US Navy deploys DevSecOps environment in AWS Secret Region to deliver new capabilities to its sailors – While I’m tempted to go with the obvious “the real secret is that the navy bought in on the DevSecOps buzzword nonsense,” the far more sobering fact is that this post uses the phrase “delivering synchronized lethal and non-lethal effects.”
AWS Verified episode 6: A conversation with Reeny Sondhi of Autodesk – There’s apparently a podcast wherein people get to talk about their security models with AWS’s CISO. I can’t seem to find the form to suggest guests; anyone want to inflict me upon Steve Schmidt so I can demonstrate the horrifying security tricks I use in my environment?
Tools
Flying blind in the cloud? Lacework provides a flight recorder for your user, API, and container activity – all organized into behaviors that deliver answers in seconds and takes you out of the analysis paralysis game. Whether you’re ready to take the red pill or the blue pill, Lacework bridges the gap between DevOps and Security.

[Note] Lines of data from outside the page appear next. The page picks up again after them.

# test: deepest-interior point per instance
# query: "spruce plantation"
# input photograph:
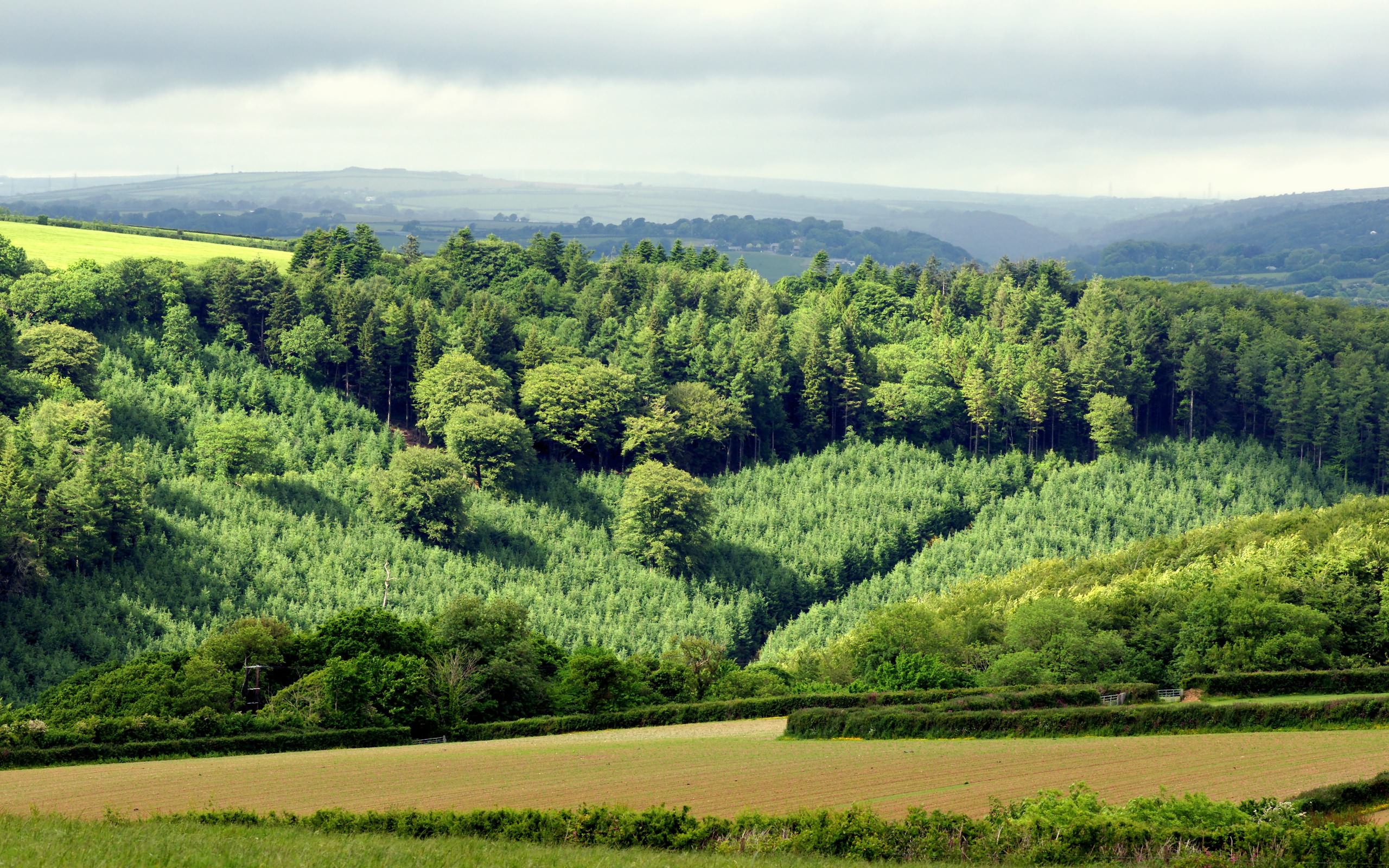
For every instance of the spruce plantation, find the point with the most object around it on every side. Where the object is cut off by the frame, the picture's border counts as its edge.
(506, 492)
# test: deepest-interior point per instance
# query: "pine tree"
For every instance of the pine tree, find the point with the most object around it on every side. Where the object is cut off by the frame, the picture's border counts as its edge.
(21, 560)
(180, 338)
(814, 393)
(427, 345)
(534, 353)
(371, 360)
(284, 316)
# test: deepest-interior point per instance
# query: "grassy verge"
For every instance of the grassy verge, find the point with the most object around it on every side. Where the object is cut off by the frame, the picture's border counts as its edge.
(257, 743)
(1370, 680)
(1073, 829)
(50, 842)
(781, 706)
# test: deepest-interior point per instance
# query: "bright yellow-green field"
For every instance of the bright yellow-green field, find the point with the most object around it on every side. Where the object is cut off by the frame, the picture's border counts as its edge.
(60, 246)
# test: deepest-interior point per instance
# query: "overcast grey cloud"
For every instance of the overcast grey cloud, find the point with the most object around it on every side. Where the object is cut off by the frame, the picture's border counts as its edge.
(1035, 96)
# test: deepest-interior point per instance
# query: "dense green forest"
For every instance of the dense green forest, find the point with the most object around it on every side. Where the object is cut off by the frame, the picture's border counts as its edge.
(1289, 591)
(652, 445)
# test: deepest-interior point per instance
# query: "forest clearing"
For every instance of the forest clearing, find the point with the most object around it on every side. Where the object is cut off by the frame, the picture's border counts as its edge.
(715, 768)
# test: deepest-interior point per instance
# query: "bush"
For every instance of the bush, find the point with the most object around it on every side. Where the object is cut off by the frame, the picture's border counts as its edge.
(1074, 828)
(1301, 681)
(773, 706)
(257, 743)
(1087, 721)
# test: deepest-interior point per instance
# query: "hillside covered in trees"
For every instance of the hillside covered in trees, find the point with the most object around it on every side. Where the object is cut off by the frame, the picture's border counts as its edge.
(652, 445)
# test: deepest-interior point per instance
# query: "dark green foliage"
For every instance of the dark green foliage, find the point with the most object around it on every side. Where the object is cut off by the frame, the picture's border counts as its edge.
(759, 707)
(1284, 591)
(234, 448)
(891, 355)
(257, 743)
(1087, 721)
(1075, 828)
(1067, 512)
(1338, 797)
(495, 446)
(663, 517)
(56, 349)
(421, 494)
(1374, 680)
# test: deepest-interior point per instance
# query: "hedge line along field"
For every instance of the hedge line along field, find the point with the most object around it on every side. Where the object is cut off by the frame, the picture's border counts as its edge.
(715, 768)
(53, 841)
(60, 246)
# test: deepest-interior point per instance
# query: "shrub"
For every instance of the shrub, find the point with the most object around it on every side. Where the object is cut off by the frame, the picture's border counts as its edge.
(1301, 681)
(256, 743)
(773, 706)
(1089, 721)
(1074, 828)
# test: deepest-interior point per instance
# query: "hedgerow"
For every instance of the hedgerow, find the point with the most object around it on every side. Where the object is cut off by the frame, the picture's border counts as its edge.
(257, 743)
(1372, 680)
(1091, 721)
(778, 706)
(1342, 796)
(1074, 828)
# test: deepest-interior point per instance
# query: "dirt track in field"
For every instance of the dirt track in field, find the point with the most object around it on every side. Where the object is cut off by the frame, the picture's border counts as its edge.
(715, 768)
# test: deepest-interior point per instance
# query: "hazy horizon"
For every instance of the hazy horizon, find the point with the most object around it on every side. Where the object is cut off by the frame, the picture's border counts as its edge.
(1074, 98)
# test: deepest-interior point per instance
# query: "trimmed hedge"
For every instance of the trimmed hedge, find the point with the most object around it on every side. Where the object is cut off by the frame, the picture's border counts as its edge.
(1345, 796)
(1085, 721)
(1073, 829)
(1374, 680)
(768, 706)
(259, 743)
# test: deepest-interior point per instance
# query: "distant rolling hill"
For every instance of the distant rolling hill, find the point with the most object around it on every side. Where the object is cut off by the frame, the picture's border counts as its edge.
(60, 246)
(988, 226)
(1223, 221)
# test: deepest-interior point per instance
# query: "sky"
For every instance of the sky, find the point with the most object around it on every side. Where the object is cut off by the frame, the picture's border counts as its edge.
(1033, 96)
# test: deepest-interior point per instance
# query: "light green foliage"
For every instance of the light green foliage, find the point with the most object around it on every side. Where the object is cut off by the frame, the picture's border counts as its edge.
(421, 494)
(807, 514)
(456, 381)
(310, 345)
(14, 260)
(663, 517)
(1112, 423)
(494, 445)
(578, 407)
(195, 845)
(56, 349)
(1274, 592)
(234, 448)
(71, 296)
(653, 435)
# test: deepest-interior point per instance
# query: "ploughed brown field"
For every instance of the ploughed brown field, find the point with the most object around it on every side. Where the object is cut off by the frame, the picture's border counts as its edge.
(715, 768)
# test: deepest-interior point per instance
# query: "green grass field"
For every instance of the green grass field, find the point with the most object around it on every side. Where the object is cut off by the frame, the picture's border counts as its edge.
(42, 842)
(60, 246)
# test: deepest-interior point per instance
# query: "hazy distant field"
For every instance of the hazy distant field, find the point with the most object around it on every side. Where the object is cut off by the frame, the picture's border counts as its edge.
(60, 246)
(715, 768)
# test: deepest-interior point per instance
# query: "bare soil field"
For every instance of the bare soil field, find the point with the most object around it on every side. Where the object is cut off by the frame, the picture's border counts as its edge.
(715, 768)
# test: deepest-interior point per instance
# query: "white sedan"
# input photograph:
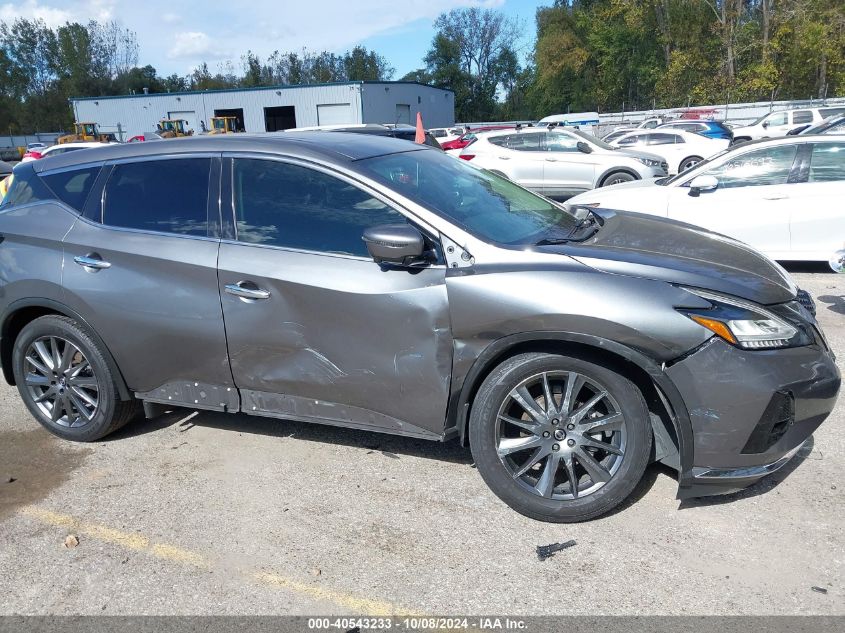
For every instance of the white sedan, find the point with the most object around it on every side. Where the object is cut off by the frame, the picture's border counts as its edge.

Lacework makes it easy with everything from compliant service configurations to container app topologies – no rules required. Got doubts? Challenge accepted. See for yourself at lacework.com/lastweekinaws Sponsored
A tool for chargebacks with ECS. It sorta works.
Ben Kehoe built a thing that lets you get AWS credentials from a profile to inject into other programs.
Easy alarming and dashboards for Lambda, DynamoDB, API Gateway, Kinesis, and Step Functions.
A way to assume AWS IAM roles from GitHub Actions.
I use curl for a lot of things, but it’s awful to use with AWS calls because sigv4 signing is an unholy nightmare. Meet awscurl to fix that.
Relational database tools in your browser sounds like a neat trick, but meet SQLtools; it’s both libre and free.
… and that’s what happened Last Week in AWS.